Only the blogosphere, perhaps, has room for Pam Spaulding — a black lesbian who lives in North Carolina, the only state in the South that has not banned same-sex marriage.
“California, Arizona and Florida all passed marriage amendments in November,” says Spaulding, 44, an IT manager by day and a round-the-clock blogger. “All eyes are on North Carolina now.” A few days ago, after reports that groups such as NC4Marriage and Christian Action League are organizing a rally in Raleigh to support “traditional marriage,” Spaulding wrote on her blog, Pam’s House Blend: “As predicted, the professional anti-gay forces plan to descend on NC.” What she doesn’t write is that, so long as she’s blogging, what happens in North Carolina won’t stay in the Tar Heel State.
Pam’s House Blend is an influential voice in the gay political blogosphere, must-reads that include the Bilerico Project, Towleroad and AMERICAblog, each attracting a few hundred to a few thousand hits a day.
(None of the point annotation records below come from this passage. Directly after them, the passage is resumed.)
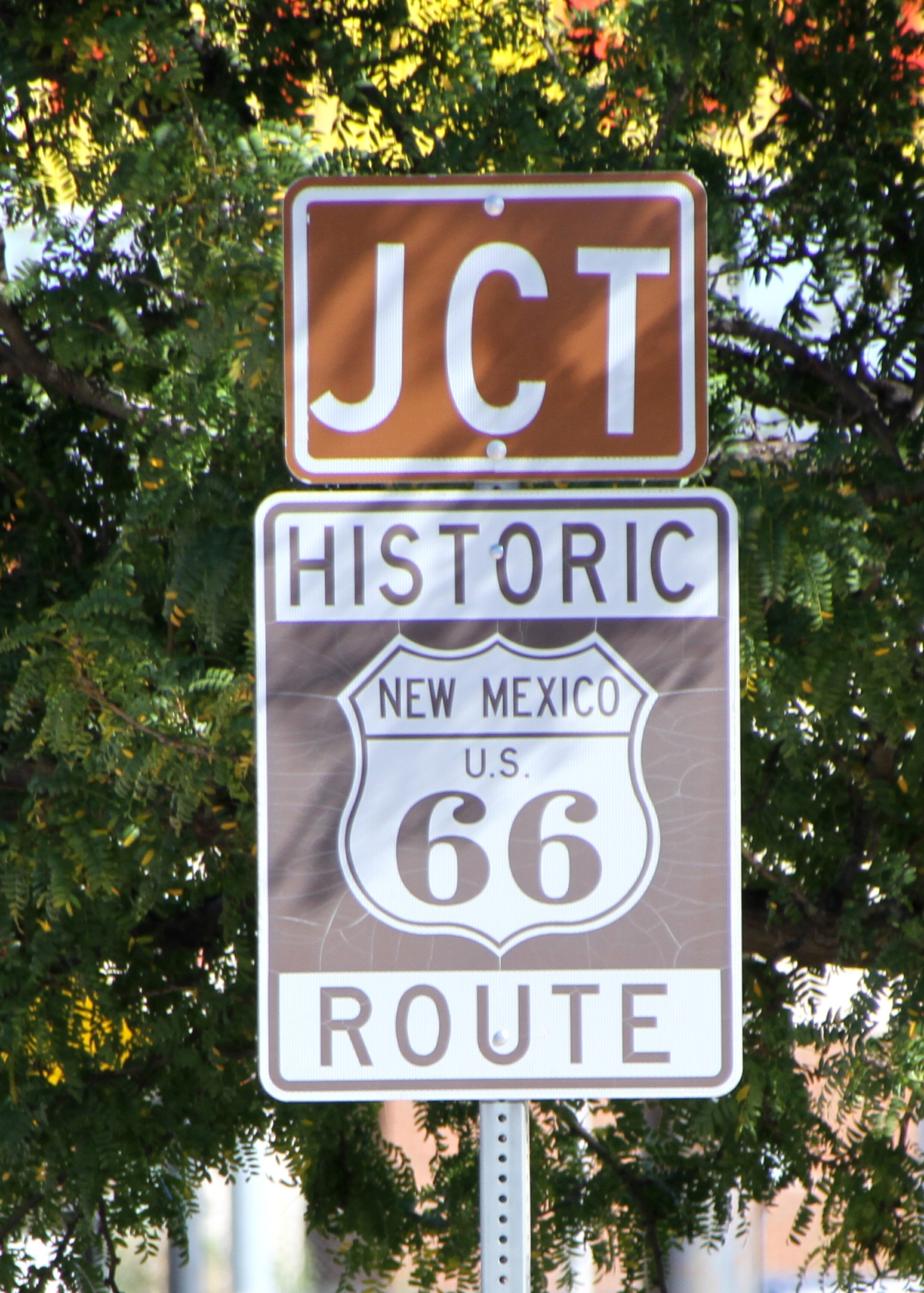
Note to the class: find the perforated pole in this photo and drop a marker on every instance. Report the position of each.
(504, 1196)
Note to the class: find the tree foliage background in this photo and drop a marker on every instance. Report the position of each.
(149, 143)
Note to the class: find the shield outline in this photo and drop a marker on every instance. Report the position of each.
(348, 704)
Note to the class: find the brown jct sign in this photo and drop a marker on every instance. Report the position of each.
(499, 836)
(452, 328)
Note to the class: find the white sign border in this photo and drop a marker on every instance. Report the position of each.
(296, 300)
(508, 1091)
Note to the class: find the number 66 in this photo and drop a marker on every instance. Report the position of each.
(523, 848)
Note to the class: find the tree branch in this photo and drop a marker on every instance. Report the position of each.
(632, 1185)
(24, 355)
(90, 688)
(857, 396)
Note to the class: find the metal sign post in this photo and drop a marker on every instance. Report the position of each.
(498, 732)
(504, 1183)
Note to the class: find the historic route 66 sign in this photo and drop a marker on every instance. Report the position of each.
(498, 795)
(491, 787)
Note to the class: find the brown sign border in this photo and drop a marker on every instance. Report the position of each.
(379, 188)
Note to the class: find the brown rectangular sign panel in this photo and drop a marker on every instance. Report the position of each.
(498, 790)
(507, 326)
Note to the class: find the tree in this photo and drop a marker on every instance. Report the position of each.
(149, 144)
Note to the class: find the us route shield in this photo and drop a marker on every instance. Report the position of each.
(520, 746)
(498, 792)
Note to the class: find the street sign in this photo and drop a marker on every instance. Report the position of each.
(498, 749)
(504, 326)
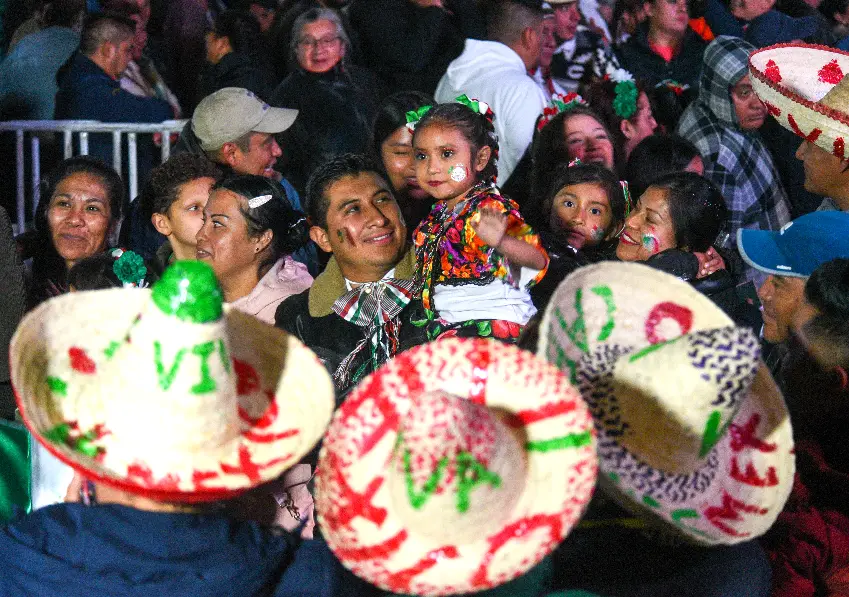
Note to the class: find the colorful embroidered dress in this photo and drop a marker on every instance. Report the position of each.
(449, 253)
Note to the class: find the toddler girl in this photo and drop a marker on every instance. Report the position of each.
(476, 256)
(583, 211)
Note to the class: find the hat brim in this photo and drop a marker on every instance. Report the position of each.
(745, 479)
(284, 409)
(359, 515)
(781, 73)
(276, 120)
(759, 249)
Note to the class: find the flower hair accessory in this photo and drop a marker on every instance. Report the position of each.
(559, 103)
(477, 107)
(626, 93)
(413, 117)
(130, 269)
(259, 201)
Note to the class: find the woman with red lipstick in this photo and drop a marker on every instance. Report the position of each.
(249, 232)
(679, 216)
(477, 258)
(80, 207)
(392, 141)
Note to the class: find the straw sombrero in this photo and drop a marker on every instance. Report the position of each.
(691, 427)
(454, 468)
(805, 88)
(165, 392)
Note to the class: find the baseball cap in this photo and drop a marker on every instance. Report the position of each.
(232, 112)
(799, 247)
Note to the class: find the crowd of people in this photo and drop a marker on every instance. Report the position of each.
(314, 356)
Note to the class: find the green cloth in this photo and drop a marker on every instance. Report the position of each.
(15, 467)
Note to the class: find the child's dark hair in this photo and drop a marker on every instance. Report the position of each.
(94, 273)
(348, 164)
(165, 181)
(288, 226)
(655, 156)
(696, 207)
(565, 176)
(392, 114)
(476, 128)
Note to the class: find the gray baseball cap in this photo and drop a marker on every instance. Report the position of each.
(233, 112)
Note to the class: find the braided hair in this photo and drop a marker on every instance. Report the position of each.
(478, 129)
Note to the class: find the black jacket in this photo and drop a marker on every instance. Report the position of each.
(310, 318)
(335, 116)
(238, 70)
(637, 57)
(410, 47)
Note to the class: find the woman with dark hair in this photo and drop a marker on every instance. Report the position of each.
(657, 155)
(336, 100)
(675, 222)
(249, 232)
(81, 204)
(625, 110)
(392, 141)
(234, 56)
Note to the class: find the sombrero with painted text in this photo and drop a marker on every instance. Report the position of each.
(454, 468)
(165, 392)
(692, 430)
(805, 88)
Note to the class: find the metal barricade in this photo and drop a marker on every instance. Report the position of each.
(82, 128)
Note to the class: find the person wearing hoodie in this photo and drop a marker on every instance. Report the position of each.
(723, 124)
(496, 72)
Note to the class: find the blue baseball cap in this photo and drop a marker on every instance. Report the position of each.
(799, 247)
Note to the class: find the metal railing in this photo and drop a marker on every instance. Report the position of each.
(82, 128)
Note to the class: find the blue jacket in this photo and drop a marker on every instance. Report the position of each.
(73, 550)
(86, 92)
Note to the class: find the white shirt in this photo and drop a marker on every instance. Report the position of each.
(493, 73)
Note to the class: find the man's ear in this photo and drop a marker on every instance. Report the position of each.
(483, 157)
(320, 237)
(228, 153)
(626, 128)
(161, 223)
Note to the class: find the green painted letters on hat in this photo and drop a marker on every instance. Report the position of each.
(189, 291)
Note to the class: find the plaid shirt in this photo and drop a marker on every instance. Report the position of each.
(737, 161)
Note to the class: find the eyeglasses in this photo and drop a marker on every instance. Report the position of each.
(309, 43)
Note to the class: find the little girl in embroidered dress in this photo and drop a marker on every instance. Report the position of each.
(476, 256)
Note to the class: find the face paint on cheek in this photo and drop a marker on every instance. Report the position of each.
(457, 173)
(651, 244)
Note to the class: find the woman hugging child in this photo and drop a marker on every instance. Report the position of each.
(477, 258)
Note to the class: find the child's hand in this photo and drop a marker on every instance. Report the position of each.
(490, 226)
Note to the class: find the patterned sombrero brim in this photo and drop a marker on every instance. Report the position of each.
(606, 311)
(791, 79)
(373, 533)
(60, 362)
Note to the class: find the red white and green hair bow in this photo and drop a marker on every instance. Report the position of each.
(413, 116)
(559, 103)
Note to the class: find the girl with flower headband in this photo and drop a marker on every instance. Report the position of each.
(476, 256)
(626, 111)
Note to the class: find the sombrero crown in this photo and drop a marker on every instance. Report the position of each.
(692, 429)
(806, 88)
(167, 392)
(455, 467)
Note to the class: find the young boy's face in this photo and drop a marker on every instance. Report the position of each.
(582, 212)
(185, 217)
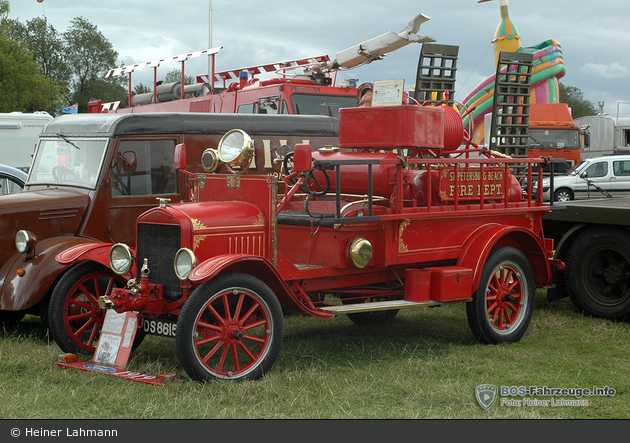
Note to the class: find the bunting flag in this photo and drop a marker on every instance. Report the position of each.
(74, 109)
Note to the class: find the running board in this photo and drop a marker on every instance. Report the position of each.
(377, 306)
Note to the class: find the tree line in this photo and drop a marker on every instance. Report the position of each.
(42, 69)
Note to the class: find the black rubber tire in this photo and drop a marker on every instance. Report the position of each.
(598, 272)
(507, 289)
(205, 330)
(10, 319)
(76, 294)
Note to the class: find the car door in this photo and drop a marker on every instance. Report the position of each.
(620, 180)
(142, 171)
(597, 175)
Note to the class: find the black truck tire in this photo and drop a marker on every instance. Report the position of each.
(598, 272)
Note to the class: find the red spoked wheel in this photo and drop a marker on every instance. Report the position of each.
(75, 318)
(231, 328)
(502, 307)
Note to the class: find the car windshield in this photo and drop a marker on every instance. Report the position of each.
(577, 168)
(68, 161)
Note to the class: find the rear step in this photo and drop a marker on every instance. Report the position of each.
(377, 306)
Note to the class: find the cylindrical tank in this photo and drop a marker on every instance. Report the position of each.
(354, 178)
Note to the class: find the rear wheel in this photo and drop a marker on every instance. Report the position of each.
(74, 316)
(502, 307)
(231, 328)
(598, 272)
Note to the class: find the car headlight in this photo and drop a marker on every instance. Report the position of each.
(25, 241)
(236, 148)
(120, 259)
(360, 252)
(185, 262)
(210, 160)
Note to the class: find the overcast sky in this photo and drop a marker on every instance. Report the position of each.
(595, 36)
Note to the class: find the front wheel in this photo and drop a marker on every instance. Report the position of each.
(502, 307)
(74, 316)
(231, 328)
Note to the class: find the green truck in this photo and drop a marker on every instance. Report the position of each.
(592, 237)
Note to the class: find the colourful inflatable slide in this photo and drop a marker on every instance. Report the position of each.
(547, 69)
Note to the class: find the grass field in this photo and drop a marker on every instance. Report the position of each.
(424, 364)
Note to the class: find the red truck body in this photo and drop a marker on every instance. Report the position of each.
(309, 94)
(390, 219)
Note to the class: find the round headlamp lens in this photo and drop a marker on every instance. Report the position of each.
(235, 148)
(120, 259)
(185, 262)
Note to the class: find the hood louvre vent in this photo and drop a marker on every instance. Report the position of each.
(52, 214)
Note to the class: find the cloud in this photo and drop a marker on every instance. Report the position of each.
(611, 71)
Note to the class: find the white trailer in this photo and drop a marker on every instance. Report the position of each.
(19, 133)
(604, 135)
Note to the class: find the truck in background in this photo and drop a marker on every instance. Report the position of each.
(553, 133)
(19, 134)
(592, 238)
(288, 91)
(605, 135)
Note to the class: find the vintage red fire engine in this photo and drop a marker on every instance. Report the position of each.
(398, 215)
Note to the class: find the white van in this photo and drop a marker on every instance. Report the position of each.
(19, 134)
(592, 178)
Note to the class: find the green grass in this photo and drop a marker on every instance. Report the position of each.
(424, 364)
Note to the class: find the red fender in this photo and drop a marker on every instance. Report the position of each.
(258, 267)
(478, 247)
(23, 290)
(98, 252)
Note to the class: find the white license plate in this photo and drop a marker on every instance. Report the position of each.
(156, 326)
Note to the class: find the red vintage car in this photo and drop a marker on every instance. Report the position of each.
(391, 218)
(94, 174)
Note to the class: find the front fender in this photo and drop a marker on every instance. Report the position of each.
(258, 267)
(477, 250)
(40, 273)
(98, 252)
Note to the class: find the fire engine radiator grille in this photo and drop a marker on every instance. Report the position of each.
(159, 244)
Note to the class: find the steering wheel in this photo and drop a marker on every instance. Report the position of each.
(59, 172)
(310, 180)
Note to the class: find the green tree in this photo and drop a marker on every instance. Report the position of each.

Just as the liberal Net-roots and the conservative “rightroots” movements have affected traditional party structures, the still relatively small gay political presence online is rebooting the gay rights movement in a decentralized, spontaneous, bottom-up way. It’s spreading news via blogs, Facebook and Twitter. Online, a story about two 16-year-old girls in a Lutheran private school in California being expelled for “conducting themselves in a manner consistent with being lesbians” — as the school’s lawyer describes it — goes viral. And hits nerves.
I didn’t even know the article was in the works, but that’s OK. I don’t read my email often enough to get news like that in time to do anything about it. Besides, it loooks like the writer was interested in the bigger names, and my blogging stature has been in decline for the past year, and at this rate I may disappear from the universe altogether.
(Whether that can be turned around remains to be seen, and will likely depend on getting a few extra hours added to the day.)